I have found over the years working on Digital Transformation, or Digital Evolution as I prefer to call it, that three main factors can drive technology investment decision making: 1) it’s new and shiny, 2) everyone else is using it and 3) cost savings/efficiencies. This is why I always start by defining what digital means to an organisation, as it is different for every single one. Almost as important is what digital doesn’t mean.

For example, when working with Falkirk Community Trust it was clear from the outset that digital to them was tested by asking “is this the most effective way to reach a person/audience?” They didn’t need to be cutting edge in tech use, they didn’t even need to be at the forefront, they just had to deploy reliable tech that met the needs of the user. That could be the phone, by email, online booking, social channels, or just a simple face to face encounter. By defining user personas and using what data they had to support decisions, we were able to descope a lot of digital ideas as not meeting their core digital criteria.
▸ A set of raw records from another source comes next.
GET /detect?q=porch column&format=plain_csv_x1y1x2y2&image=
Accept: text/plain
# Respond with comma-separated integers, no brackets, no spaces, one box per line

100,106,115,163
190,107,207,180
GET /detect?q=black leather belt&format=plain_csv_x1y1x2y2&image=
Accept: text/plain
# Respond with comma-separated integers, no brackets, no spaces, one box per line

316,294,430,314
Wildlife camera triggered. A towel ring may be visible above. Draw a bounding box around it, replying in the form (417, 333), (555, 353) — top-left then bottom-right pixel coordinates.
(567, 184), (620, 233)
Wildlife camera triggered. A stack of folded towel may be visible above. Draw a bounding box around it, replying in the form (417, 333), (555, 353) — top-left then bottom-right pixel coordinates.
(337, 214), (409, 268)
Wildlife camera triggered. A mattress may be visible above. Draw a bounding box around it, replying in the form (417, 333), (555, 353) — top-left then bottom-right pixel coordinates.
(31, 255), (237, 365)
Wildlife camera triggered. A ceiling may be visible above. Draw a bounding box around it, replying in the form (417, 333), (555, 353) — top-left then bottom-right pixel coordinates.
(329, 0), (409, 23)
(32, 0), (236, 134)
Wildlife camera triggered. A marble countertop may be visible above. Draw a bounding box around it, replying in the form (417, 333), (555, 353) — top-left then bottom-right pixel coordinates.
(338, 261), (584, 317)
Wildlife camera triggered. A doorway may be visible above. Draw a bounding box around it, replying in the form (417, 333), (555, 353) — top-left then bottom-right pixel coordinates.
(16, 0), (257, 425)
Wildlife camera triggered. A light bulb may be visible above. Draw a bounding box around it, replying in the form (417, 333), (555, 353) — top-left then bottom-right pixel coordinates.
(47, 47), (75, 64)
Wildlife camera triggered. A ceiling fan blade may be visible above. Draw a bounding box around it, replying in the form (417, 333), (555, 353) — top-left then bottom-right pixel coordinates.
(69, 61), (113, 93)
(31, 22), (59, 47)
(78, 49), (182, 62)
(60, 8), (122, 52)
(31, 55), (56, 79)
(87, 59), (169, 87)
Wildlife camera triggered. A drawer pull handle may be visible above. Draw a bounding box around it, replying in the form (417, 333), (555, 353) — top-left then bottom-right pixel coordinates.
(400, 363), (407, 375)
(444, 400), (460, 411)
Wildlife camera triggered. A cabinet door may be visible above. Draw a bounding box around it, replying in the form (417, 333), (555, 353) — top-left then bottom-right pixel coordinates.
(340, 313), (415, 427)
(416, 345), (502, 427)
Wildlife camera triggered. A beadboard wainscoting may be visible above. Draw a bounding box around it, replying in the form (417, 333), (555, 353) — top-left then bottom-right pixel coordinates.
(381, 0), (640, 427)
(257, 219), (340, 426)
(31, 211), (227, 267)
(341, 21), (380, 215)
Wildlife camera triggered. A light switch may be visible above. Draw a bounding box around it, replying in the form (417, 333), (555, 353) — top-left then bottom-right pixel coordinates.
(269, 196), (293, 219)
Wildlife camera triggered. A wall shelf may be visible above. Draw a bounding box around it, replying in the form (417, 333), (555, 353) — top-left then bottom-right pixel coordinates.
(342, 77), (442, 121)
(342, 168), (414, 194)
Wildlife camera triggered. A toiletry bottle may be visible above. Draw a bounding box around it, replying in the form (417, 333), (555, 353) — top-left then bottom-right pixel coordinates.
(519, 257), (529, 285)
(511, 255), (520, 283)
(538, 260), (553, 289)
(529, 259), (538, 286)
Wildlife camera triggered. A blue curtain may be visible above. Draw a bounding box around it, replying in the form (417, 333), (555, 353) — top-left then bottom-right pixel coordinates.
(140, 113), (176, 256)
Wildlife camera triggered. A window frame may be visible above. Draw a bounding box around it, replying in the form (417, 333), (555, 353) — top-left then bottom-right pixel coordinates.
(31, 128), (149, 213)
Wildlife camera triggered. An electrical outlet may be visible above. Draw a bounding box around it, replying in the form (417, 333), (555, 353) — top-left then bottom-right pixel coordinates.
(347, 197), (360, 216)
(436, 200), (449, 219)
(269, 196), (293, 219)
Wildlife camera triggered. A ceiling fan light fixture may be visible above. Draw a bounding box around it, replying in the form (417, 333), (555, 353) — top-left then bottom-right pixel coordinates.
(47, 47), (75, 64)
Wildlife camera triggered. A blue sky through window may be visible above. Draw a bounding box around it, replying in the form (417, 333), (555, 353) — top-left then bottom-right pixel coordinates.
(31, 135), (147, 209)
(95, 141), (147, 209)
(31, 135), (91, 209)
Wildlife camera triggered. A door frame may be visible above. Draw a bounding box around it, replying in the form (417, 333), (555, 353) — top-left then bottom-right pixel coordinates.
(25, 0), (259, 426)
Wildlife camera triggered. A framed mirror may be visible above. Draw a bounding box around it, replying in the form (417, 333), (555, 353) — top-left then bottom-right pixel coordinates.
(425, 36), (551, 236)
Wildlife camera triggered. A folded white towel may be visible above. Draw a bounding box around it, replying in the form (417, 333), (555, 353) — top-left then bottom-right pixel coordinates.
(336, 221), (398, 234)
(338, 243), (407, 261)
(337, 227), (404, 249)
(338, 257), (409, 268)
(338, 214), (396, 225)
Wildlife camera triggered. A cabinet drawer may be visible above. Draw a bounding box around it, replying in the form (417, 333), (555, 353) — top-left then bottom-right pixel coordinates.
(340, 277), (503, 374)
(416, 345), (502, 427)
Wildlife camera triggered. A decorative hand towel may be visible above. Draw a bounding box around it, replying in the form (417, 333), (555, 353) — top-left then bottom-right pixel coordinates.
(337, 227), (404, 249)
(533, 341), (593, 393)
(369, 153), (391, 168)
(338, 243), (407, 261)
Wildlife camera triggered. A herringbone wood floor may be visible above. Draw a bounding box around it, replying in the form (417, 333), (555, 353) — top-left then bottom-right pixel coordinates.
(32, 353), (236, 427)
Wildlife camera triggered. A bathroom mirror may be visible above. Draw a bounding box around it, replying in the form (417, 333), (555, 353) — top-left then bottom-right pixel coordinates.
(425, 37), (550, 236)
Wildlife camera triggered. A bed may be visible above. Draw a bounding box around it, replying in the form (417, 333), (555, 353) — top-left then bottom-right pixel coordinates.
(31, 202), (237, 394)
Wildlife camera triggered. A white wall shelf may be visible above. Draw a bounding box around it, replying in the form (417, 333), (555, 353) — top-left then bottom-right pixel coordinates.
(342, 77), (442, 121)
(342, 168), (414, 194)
Often, my role is to refine and make realistic hopes and expectations of what digital can realistically achieve, whilst still allowing our clients’ to achieve their stated goals. This is, more often than not, by defining needs, excluding possibilities and enabling informed decisions to be made.

I have seen this described as defining the art of the possible, informed horizon scanning and removing uncertainty. However you want to describe it, it removes option paralysis, which is the number one reason I’m given for not starting the Digital Evolution process. By removing what digital isn’t, you allow the art of the possible to surface, with the needs of users front and centre.

Always start with the position that just because you could use digital for a thing doesn’t mean you necessarily should. After all, nothing is more important than the needs and expectations of your users, whoever they may be, However, if they want to connect and for whatever purpose that may be, only use digital if you should!

Why One Pebble

The least movement is of importance to all of nature.

The entire ocean is affected by one pebble!

Blaise Pascal

Over the years that I’ve been running businesses and leading change programmes what is apparent is that large problems are made up of many, many small but interlinked issues. that add layers of complexity and shadows to hide in. Usually I find plentiful systems, processes, management information, data, virtually anything other than the human factor already in place. It’s inherently possible to measure everything but achieve nothing.

More often than not that “One Pebble” is the team, the individual, the human factor that needs to be activated. The key element to this is the word Act!

The key then is to find that “One Pebble” that will act and effect the change.

This is the inspiration behind “One Pebble Consulting”, it serves to remind me of what we seek to change and the impact One Pebble can make.